There are two separate parts of Windows Genuine Advantage for Windows XP: WGA Validation and WGA Notifications.

WGA Validation is the component that checks Windows to make sure it's a properly licensed copy of the software. It first appeared prior to the download of Microsoft AntiSpyware beta 1 (later renamed Windows Defender). Your system must be validated in order to receive some software (such as Internet Explorer 7, Windows Defender, and Windows Media Player 10) from Windows Update and Microsoft Update. WGA Validation has been required for access of these types of downloadble software from Microsoft since July 2005. WGA Validation is the heart of WGA. WGA Validation is not required to receive security patches from Automatic Updates. (See Microsoft's KnowlegeBase article, Description of Windows Genuine Advantage, for more information about WGA Validation.)
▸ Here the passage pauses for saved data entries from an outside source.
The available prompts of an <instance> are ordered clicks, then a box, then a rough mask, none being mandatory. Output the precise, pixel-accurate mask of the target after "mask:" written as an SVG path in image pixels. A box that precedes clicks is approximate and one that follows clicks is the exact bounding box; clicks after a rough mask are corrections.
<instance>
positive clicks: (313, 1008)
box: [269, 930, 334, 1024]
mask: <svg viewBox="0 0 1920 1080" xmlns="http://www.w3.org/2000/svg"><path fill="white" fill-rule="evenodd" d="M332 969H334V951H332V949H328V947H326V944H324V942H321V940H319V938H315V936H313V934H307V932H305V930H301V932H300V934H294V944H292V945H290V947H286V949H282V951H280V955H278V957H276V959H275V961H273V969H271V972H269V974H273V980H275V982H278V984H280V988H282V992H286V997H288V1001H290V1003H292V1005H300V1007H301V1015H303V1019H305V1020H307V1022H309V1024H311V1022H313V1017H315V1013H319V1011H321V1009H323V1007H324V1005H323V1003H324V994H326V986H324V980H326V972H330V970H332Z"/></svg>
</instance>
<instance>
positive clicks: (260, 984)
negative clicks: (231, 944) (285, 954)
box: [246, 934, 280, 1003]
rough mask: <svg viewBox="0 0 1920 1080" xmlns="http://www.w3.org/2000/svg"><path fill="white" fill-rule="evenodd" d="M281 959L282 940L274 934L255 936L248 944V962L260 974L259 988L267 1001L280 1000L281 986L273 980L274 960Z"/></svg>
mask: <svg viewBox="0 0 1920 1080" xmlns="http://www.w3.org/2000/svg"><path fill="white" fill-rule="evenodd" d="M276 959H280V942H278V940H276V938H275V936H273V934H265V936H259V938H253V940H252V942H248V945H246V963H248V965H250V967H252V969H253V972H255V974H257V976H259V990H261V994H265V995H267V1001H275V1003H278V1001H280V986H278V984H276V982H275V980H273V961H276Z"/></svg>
WGA Notifications was designed to remind users who fail validation that their Windows software has been deemed by WGA Validation to be illegitimate. It directs people who experience this to resources to learn more about getting what Microsoft calls "genuine" software. WGA Notifications was rolled out this spring. WGA Notifications is delivered via Automatic Updates and it is technically optional. You can choose not to install it, but figuring out how to keep it from slipping in with high-priority security patches is not that easy (see later in this story for precise instructions on how to do that). According to Microsoft, there is no penalty for opting out of WGA Notifications. Opting out does not stop a user from receiving security updates via Automatic Updates. (See Microsoft's KnowledgeBase article, Description of Windows Genuine Advantage Notifications, for more information.)

You already have WGA Validation on your Windows XP installation, unless you haven't received security patches since before July 2005. If you use the Automatic Updates feature of XP, WGA Notifications is also most likely already on your system. WGA Notifications has appeared in several beta versions, with slightly different behaviors. And Microsoft appears to be actively developing this tool. For many people, the fact that the software giant is delivering WGA Notifications, and also continues to deliver WGA Validation as needed — as high-priority security updates — is a strong note of insincerity on the part of the software giant. Microsoft may be kidding itself that WGA has some sort of security aspect, but most knowledgeable computer users aren't buying it.